Kiratpur, also known as Basi Kiratpur, is a town and a Municipal Board in Bijnor district of Uttar Pradesh.

== History ==
Kiratpur as a part of the district Bijnor shares the same history for most of the time period. It was ravaged by Timur in 1399, no documented evidence exists about it until the time of Mughal emperor Akbar, when it formed part of the Mughal Empire and so continued undisturbed, except for occasional raids, as long as the power of the Mughals survived intact.

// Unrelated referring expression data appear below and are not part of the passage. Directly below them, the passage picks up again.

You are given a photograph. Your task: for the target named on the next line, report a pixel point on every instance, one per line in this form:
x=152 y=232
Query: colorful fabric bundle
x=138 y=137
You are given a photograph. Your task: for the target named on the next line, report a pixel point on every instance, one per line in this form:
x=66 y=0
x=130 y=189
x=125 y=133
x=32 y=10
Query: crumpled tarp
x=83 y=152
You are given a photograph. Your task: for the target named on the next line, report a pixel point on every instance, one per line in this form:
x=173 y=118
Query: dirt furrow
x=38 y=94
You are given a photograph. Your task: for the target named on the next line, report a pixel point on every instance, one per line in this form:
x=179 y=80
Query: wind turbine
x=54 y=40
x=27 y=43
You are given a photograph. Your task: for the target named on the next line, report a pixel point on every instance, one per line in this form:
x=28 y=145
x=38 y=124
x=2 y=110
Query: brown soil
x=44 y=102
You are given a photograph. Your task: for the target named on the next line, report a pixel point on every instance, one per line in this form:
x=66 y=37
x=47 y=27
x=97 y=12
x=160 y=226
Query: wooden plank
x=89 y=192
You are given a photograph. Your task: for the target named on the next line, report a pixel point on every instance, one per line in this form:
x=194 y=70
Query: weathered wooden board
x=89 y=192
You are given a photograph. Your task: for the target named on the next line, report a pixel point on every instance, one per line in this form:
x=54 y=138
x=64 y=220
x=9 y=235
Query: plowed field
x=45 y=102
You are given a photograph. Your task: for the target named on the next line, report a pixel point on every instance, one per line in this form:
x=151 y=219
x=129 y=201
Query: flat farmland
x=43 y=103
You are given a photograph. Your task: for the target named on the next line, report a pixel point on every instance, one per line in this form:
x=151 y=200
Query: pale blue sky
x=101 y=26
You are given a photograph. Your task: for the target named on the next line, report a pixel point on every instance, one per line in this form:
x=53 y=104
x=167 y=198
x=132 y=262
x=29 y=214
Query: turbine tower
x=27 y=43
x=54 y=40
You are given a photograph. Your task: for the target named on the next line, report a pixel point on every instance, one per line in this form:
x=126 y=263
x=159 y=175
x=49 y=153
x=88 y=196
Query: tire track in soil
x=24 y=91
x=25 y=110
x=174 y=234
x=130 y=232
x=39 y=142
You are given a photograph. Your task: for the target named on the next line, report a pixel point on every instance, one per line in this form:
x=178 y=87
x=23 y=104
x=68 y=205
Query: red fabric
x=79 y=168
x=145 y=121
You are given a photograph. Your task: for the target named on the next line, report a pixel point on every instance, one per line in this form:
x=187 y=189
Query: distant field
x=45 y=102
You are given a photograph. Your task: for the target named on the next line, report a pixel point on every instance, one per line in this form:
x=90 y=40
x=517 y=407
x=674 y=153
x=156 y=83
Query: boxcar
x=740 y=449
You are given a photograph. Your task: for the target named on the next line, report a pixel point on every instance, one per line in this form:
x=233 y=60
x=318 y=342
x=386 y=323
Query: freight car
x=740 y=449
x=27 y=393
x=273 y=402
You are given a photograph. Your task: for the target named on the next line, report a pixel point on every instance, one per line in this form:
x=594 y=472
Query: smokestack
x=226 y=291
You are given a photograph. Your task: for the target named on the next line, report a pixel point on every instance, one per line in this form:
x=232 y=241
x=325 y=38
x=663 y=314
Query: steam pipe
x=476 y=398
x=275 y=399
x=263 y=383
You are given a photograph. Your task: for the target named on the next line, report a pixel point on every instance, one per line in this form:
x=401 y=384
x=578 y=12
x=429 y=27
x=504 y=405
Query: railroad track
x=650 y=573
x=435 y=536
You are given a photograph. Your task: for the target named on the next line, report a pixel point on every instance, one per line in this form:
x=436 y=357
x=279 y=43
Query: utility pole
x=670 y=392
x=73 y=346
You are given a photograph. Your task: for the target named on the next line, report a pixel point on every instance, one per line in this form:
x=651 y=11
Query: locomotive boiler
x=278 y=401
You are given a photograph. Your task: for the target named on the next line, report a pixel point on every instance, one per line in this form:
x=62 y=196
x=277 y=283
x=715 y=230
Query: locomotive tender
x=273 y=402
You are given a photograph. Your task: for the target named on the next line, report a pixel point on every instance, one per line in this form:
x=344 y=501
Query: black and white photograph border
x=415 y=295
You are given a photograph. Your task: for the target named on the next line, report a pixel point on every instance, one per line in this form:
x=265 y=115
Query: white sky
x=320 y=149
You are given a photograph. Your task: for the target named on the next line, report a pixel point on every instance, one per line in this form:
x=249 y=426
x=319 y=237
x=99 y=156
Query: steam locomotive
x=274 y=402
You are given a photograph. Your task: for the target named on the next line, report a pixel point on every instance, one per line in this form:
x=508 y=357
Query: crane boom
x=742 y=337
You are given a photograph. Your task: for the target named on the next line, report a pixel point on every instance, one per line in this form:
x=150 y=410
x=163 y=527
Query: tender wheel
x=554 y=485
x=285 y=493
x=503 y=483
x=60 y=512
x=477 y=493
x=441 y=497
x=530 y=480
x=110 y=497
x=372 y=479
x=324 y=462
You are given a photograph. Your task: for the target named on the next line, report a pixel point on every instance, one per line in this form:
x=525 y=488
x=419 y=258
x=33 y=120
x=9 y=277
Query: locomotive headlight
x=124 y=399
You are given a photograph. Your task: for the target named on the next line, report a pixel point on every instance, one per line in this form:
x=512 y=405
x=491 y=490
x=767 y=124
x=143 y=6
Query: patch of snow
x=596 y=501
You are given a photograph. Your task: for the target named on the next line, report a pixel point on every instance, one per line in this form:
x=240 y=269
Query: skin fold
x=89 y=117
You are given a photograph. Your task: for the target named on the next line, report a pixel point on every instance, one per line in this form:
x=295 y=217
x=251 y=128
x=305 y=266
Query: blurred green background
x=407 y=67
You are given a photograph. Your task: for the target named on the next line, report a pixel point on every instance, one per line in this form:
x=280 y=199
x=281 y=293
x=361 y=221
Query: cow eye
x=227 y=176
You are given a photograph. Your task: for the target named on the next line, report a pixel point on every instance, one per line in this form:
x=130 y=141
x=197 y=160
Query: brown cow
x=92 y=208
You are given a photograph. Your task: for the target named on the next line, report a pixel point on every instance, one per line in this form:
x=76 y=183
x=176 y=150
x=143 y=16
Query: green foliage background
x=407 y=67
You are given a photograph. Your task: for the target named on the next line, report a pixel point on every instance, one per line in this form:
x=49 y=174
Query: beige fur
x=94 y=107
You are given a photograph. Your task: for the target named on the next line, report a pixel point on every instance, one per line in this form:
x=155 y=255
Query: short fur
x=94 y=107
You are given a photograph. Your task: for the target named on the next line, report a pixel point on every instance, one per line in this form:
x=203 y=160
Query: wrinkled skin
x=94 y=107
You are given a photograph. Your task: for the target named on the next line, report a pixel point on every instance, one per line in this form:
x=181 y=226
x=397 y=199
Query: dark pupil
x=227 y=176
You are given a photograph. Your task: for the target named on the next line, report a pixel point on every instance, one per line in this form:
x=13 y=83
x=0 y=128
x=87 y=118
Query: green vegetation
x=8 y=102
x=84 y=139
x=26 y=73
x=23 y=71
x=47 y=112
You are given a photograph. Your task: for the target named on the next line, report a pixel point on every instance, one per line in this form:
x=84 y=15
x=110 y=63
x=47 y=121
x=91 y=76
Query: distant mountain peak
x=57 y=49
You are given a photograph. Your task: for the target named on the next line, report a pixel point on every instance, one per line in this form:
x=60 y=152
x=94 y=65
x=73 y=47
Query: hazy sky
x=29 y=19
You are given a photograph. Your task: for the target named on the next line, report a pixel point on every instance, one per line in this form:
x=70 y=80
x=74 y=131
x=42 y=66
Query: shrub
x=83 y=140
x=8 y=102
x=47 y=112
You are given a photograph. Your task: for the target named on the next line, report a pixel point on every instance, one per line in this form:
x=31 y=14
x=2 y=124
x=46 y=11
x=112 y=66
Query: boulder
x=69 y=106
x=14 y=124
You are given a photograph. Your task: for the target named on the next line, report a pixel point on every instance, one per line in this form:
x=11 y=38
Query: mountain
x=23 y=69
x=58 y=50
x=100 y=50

In the early part of the 18th century, however, the Rohilla Pashtuns established their independent state, which they called Rohilkhand and about 1748 the Rohilla chief Ali Mohammed Khan made his first annexations in Bijnor, the rest of which soon fell under the Rohilla domination. The northern districts including Kiratpur were granted by Ali Muhammad to Najib Khan, who gradually extended his influence west of the Ganges and at Delhi, receiving the title of Najib-ud-daula and becoming paymaster of the royal forces. His success, however, raised up powerful enemies against him, and at their instigation the Marathas invaded Bijnor. This was the beginning of a feud which continued for years. Najib, indeed, held his own, and for the part played by him in the victory of Panipat was made vizier of the empire. After his death in 1770, however, his son Zabita Khan was defeated by the Mahrattas, who overran all Rohilkhand. In 1772 the Nawab of Oudh made a treaty with the Rohillas, covenanting to expel the Marathas in return for a money payment. He carried out his part of the bargain, but the Rohilla chieftains refused to pay.

In 1774 the Nawab concluded with the government of Calcutta a treaty of alliance, and he now called upon the British, in accordance with its terms, to supply a brigade to assist him in enforcing his claims against the Rohillas. This was done; the Rohillas were driven beyond the Ganges, and Bijnor was incorporated in the territories of the Nawab, who in 1774 ceded it to the British East India Company. From this time the history of Bijnor is uneventful until the Mutiny of 1857, when (on 1 June) it was occupied by the nawab of Najibabad, a grandson of Zabita Khan. In spite of fighting between the Hindus and the Muslim Pashtuns the Nawab succeeded in maintaining his position until 21 April 1858, when he was defeated by the British at Nagina; whereupon British authority was restored.

==Location==
Situated 400 km from the state capital Lucknow and 160 km from National Capital Delhi, this town lies on National Highway 34 between Najibabad and Bijnor.

==Lifestyle and living==
The population is predominantly traders and small-scale industrialists. The majority of the population follow Hinduism or Islam. Both communities have lived in harmony for a long time.

Cricket and volleyball have been popular in the town and nearby villages.